If you are having trouble getting through any amount of time, don’t be afraid to modify, Wells adds. “A great alternative is to perform a plank on your knees instead. Always modify before you quit,” she says. Alternatively, if your plank isn’t challenging enough, try making it harder. “There are so many great plank variations which can help add some variety to your workout and make your planks a little more challenging if you need, such as plank dips or a side plank, to name a few.”

When Will Planks Start to Feel Easier?

Initially, expect some major burn and soreness when you add planks to your routine. “Very deconditioned individuals will experience some soreness when they first start any fitness routine —including doing planks,” Tarma points out. The good news is, most people will experience steady improvement quickly. “The key, as with everything, is to progress at a sensible pace so that you’re a) stressing the tissues in a meaningful way to stimulate adaptation, but b) are doing so in doses you can recover from (recovery is where the strengthening happens!),” she points out. 

“The more you plank, the easier it will get!” adds Wells. “Remember that planking should always be relatively challenging.” When they start to get easier, it is time to adapt, either with a more challenging hold or adding time. 

Another useful thing to remember is that aside from the muscular gains, learning any new exercise also stimulates neurologic adaptation, “meaning your nervous system gets more competent at coordinating the movement,” explains Tarma, “This is definitely a factor in any exercise starting to feel ‘easier’—the movement becomes more familiar and accessible the more frequently you train it. 

When Will You See Results From Planks?

Again, this varies by the person and also several factors, “including previous movement experience, loading history, coordination, and stamina,” Tarma says, “Ironically, people who are highly conditioned tend to deal in smaller improvements because they’re already operating much closer to their maximum capacity, and making even small gains takes a lot more work.
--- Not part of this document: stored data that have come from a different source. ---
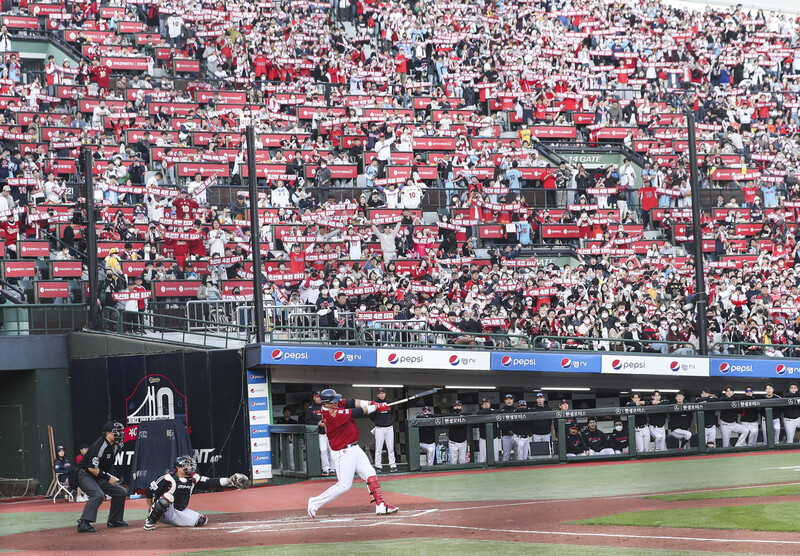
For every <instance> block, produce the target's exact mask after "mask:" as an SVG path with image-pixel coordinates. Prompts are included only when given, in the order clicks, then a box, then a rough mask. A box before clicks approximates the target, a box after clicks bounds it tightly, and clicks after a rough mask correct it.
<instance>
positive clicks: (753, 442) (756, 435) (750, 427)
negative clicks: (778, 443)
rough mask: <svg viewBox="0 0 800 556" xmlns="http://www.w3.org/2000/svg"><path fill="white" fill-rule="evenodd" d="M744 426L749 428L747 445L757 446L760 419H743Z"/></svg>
mask: <svg viewBox="0 0 800 556" xmlns="http://www.w3.org/2000/svg"><path fill="white" fill-rule="evenodd" d="M742 426H743V427H744V428H746V429H747V445H748V446H755V445H756V440H758V421H742Z"/></svg>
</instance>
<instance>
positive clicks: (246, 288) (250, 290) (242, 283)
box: [220, 280, 253, 295]
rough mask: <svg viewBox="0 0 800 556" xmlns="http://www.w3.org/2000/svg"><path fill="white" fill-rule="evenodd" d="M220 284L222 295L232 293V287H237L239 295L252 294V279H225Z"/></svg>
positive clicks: (247, 294) (231, 294) (220, 288)
mask: <svg viewBox="0 0 800 556" xmlns="http://www.w3.org/2000/svg"><path fill="white" fill-rule="evenodd" d="M221 284H222V287H221V288H220V290H221V291H222V295H233V288H239V295H253V282H252V280H225V281H224V282H221Z"/></svg>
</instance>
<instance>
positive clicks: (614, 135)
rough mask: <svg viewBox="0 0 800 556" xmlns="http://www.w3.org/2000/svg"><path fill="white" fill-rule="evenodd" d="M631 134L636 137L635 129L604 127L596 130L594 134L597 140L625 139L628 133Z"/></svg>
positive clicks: (616, 127)
mask: <svg viewBox="0 0 800 556" xmlns="http://www.w3.org/2000/svg"><path fill="white" fill-rule="evenodd" d="M631 131H632V132H633V134H634V135H636V128H635V127H604V128H601V129H598V130H597V131H596V132H595V133H596V137H597V138H598V139H605V140H608V139H612V140H616V139H625V137H626V136H627V135H628V133H629V132H631Z"/></svg>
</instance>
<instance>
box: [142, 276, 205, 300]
mask: <svg viewBox="0 0 800 556" xmlns="http://www.w3.org/2000/svg"><path fill="white" fill-rule="evenodd" d="M199 287H200V280H169V281H167V282H156V283H155V284H153V296H154V297H197V290H198V288H199Z"/></svg>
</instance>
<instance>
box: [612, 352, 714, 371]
mask: <svg viewBox="0 0 800 556" xmlns="http://www.w3.org/2000/svg"><path fill="white" fill-rule="evenodd" d="M602 358H603V366H602V372H603V374H620V375H640V376H643V375H650V376H708V370H709V364H708V363H709V361H708V359H706V358H703V357H670V356H668V355H663V356H661V355H645V356H636V355H603V356H602Z"/></svg>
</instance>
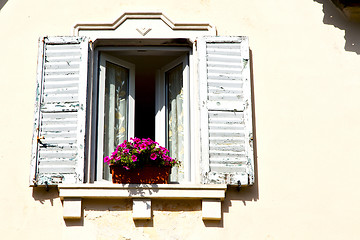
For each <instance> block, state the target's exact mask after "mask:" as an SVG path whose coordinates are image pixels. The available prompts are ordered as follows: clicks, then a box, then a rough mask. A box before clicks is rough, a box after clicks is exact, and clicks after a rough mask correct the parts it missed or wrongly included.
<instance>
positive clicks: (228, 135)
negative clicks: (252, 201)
mask: <svg viewBox="0 0 360 240" xmlns="http://www.w3.org/2000/svg"><path fill="white" fill-rule="evenodd" d="M197 44H198V52H199V77H200V105H201V106H200V109H201V149H202V164H201V167H202V182H203V183H226V184H232V185H235V184H236V185H238V184H239V183H240V184H241V185H243V186H244V185H252V184H253V182H254V157H253V142H252V141H253V140H252V111H251V83H250V66H249V65H250V62H249V46H248V38H247V37H204V38H202V39H198V43H197Z"/></svg>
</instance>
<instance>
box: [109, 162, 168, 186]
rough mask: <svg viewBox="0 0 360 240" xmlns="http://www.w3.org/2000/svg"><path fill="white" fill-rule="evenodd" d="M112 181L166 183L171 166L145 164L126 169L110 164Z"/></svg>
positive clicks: (115, 165)
mask: <svg viewBox="0 0 360 240" xmlns="http://www.w3.org/2000/svg"><path fill="white" fill-rule="evenodd" d="M110 172H111V174H112V180H113V183H148V184H154V183H157V184H166V183H168V181H169V175H170V172H171V167H169V166H162V167H154V166H145V167H143V168H136V169H130V170H126V169H124V168H123V167H121V166H117V165H110Z"/></svg>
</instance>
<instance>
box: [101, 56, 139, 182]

Fitness beginners will start to see improvement very quickly, though. Provided you’re planking at least three to four times a week for an amount of time that feels reasonably challenging, movement skill, endurance, and strength will usually improve noticeably within a few weeks.” And remember, frequent exposure is key. “A little bit often is better than one giant plank session once a week,” Tarma says. 

Wells also points out that to see results, you need a well-rounded training program. “If your goal is to increase the length of time you can hold a plank, or build core strength, try to incorporate some core variation exercises into your training to hit the muscle in different ways,” she suggests.

The Takeaway 

Whether you are a yogi or a HIIT fanatic, planks are an effective and efficient exercise to strengthen your core as well as the rest of your body. And try not to get hung up with the numbers on the clock—quality is much more important than quantity, as executing a perfect plank for a short period of time will reap you more rewards than doing one the wrong way for longer.